Ce soir-là, nous regardions un film, comme tous les jeudis soir. Déjà la quatorzième barre de son qui nous lâchait en sept mois. La dernière avait fait six films, un record ! Nous pensions déjà à économiser à partir de 2070, c’était donc un des derniers films non-mués ou sans sous-titre que nous regardions. Pour l’occasion, nous invitions Perrine, la petite amie de Zerald, ainsi que des voisins. En tout, nous étions douze. Quel plaisir d’entendre enfin des voix parler durant si longtemps. Ce soir, nous regardions un vieux film, un classique Français que nous aimions beaucoup Jean-Lin et moi dans notre jeunesse, « Les Aventures de Rabbi Jacob », réalisé par un certain Gérard Oury. Pas de rires, pas de larmes, tout cela était interdit. Mais nos yeux parlaient pour nous.

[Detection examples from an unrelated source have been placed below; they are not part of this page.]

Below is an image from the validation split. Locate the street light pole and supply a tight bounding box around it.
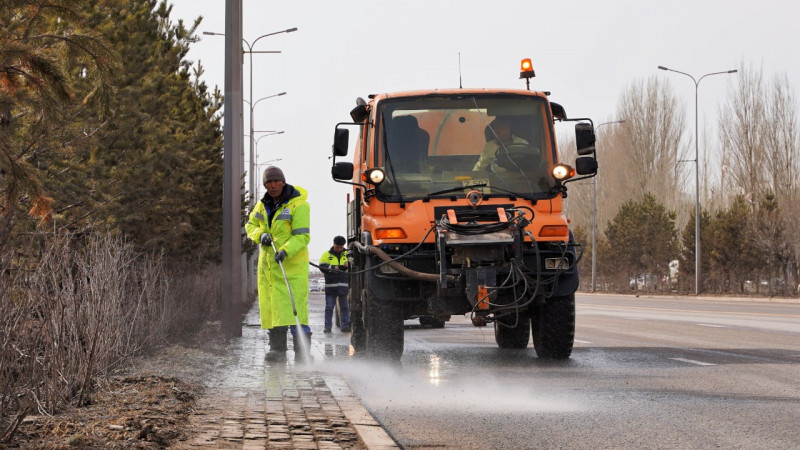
[247,93,286,206]
[592,120,627,292]
[242,27,297,209]
[203,28,297,302]
[203,27,297,208]
[658,66,737,295]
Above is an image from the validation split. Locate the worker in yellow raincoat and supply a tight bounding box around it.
[245,166,311,362]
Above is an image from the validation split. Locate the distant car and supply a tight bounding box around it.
[308,278,325,292]
[629,273,659,291]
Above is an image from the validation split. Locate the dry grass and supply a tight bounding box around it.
[0,235,221,442]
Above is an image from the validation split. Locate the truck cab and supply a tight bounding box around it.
[332,62,597,359]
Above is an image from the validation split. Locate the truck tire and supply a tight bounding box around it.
[364,295,403,360]
[494,317,531,349]
[531,293,575,359]
[419,316,445,328]
[350,309,367,354]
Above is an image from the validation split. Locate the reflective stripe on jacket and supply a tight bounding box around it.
[245,184,311,329]
[319,247,350,294]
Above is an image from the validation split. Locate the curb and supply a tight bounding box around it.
[322,375,400,450]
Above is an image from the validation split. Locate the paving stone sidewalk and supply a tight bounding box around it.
[175,299,397,449]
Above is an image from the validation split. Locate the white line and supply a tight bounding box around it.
[670,358,716,366]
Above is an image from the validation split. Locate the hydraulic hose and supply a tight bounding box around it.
[352,241,456,283]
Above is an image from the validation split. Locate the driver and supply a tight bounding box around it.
[472,116,528,172]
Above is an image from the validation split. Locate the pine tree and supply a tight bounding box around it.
[600,193,678,279]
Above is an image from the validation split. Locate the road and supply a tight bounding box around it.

En cette fin d’année, nous décidions de cultiver des longues plantes rampantes tout autour d’une grande tente. Nous avions l’intuition que la nature nous protègerait de cette anomalie. Sans doute une idée trop optimiste. Mais nous devions essayer des choses. Partout dans le monde beaucoup essayaient de communiquer sans entraves : les projets de correspondance par la pensée étaient ressortis mais restaient imprécis. Surtout, ils activaient des mécanismes qui faisaient du bruit et s’abimaient rapidement aussi. Un projet de machine qui parlait en langue de signe vit le jour et réussit, mais personne ne voulait trimbaler une machine encombrante. La pensée de cerveau à cerveau pouvait aussi fonctionner, mais les effets secondaires étaient mal gérés, et à nouveau, cela était mal adapté à une utilisation quotidienne. De notre côté, nous allions de temps à autre dans cette tente afin de frapper dans nos mains, qui saignaient instantanément après le son émis. Jusqu’au jour où. Peut-être.

Tout à coup, alors que l’acteur Louis de Funès dansait avec un grain de folie, la cloche retentit... Des intrus envahissaient le camp.